Users who would like to match the results of original CHASM more closely are advised to follow a protocol in which a large number of synthetic passenger mutations are generated and a held-out partition of the training set (both drivers and "passengers") is used for feature selection. See Customizing CHASM.
The Original CHASM used a base set of 80 features and a feature selection protocol for each cancer type Carter et al. 2009. Briefly, a training set of drivers and synthetic passengers was split into two equal-sized partitions, with one partition used for feature selection and the other for Random Forest training. The most informative features for a particular cancer type were selected by using mutual information of features and class labels, and retaining only features with at least 0.001 bits of mutual information.
86 features are available in SNVBox. We attempted to reduce the number of redundant features. Also, the ortholog conservation feature "OMA score" has been replaced by three conservation scores generated from UCSC Genome Browser 46-way vertebrate alignments.
If you do not specify which features in SNVBox you want to use, CHASM beta 0.1 will use all available features by default . It may be possible to achieve better results by performing feature selection prior to classifier training.
CHASM now contains an improved version of the passenger generation algorithm described in Carter et al. 2009. The number of passenger mutations generated in a gene now depends only on information from the passenger mutation rate table and the length of the gene. Previously, we also explicitly incorporated (a multiple of) the number of somatic mutations observed in a gene in Wood_2007 Parsons_2008 Jones_2008
The genes used for passenger generation now are based on the genes in which a user's input mutations occur. We do this to control for gene-level bias, so that the classifier is not trained simply to distinguish between driver and passenger mutations based on the genes in which they occur. However, if less than a threshold number of genes is seen in the user's input mutations, passengers are generated from both these genes and an additional 9,000 genes that have been previously seen to be somatically mutated in five cancer types sequenced at the Sidney Kimmel Cancer Center at Johns Hopkins.

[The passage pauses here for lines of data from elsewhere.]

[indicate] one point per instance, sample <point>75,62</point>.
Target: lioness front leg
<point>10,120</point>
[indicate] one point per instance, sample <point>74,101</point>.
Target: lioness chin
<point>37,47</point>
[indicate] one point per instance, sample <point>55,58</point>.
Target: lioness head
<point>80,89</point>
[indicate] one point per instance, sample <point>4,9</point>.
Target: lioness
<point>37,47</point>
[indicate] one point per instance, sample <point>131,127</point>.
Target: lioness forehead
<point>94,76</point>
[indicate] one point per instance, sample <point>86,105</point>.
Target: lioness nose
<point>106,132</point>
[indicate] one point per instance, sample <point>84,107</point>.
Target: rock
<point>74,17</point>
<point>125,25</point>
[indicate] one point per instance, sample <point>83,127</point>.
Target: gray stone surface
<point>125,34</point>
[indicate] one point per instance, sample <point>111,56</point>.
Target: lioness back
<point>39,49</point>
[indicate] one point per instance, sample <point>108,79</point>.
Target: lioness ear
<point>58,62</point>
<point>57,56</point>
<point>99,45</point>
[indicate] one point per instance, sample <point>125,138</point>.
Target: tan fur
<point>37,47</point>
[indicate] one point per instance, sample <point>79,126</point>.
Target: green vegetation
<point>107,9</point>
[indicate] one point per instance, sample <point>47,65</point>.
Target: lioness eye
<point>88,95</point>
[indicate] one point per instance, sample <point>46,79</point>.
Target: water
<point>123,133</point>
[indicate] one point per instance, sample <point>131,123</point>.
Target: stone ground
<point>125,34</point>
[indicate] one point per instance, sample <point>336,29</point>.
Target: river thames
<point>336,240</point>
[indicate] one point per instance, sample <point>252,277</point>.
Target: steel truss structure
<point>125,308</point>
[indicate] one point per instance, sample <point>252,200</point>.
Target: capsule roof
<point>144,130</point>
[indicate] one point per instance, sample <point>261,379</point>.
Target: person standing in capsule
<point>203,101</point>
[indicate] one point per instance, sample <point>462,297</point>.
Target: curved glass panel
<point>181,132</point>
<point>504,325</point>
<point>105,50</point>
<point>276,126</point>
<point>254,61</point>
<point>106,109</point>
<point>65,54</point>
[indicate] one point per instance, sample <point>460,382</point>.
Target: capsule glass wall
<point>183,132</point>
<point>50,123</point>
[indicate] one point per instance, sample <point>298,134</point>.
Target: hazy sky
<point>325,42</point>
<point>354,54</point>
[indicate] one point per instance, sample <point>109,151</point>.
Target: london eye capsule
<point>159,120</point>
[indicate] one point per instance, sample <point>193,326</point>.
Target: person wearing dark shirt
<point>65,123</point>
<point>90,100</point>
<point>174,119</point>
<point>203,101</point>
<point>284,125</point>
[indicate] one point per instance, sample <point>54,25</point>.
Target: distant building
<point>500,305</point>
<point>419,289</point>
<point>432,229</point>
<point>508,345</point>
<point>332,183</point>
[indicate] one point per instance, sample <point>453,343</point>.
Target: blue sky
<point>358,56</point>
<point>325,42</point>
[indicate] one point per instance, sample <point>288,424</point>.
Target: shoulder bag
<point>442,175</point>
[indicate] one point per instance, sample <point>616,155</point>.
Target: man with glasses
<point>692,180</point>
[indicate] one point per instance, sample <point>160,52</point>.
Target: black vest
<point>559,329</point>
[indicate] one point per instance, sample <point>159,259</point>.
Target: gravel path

We have made a more stringent filter for genes included in the empirical null distribution, used to generate p-values (described in Carter et al. 2009). The filter is designed to prevent passengers being generated in genes that have been previously associated with cancer, so as to minimize the number of driver mutations that are created randomly by the passenger generation algorithm, which confound the statistical significance of CHASM scores. The filter now consists of all genes in the Cancer Gene Census, the COSMIC cancer gene list and MSigDB cancer gene sets (C4 collection).
Missing Value Fill
The original CHASM used a k-nearest neighbors (KNN) algorithm. Missing features were estimated based on the values of each missing feature in the k mutations "closest" to the mutation with the missing feature. Details in Carter 2009. Given the very large number of pre-computed features in SNVBox, KNN is no longer tractable for CHASM and we now fill in missing features using the mean feature value.
The original CHASM computed raw feature values for all mutations used in training, feature selection and all mutations to be classified. Each feature was then scaled using all values computed for these sets by subtracting its mean value and dividing by its rms.
SNVBox contains pre-computed raw feature values for (almost) all positions in the human exome. For each feature it also contains its mean value and rms with respect to the whole exome. CHASM pulls raw features from SNVBox and scales them on the fly with the same formula, in effect scaling based on the whole exome rather than the subset of mutations from a particular dataset.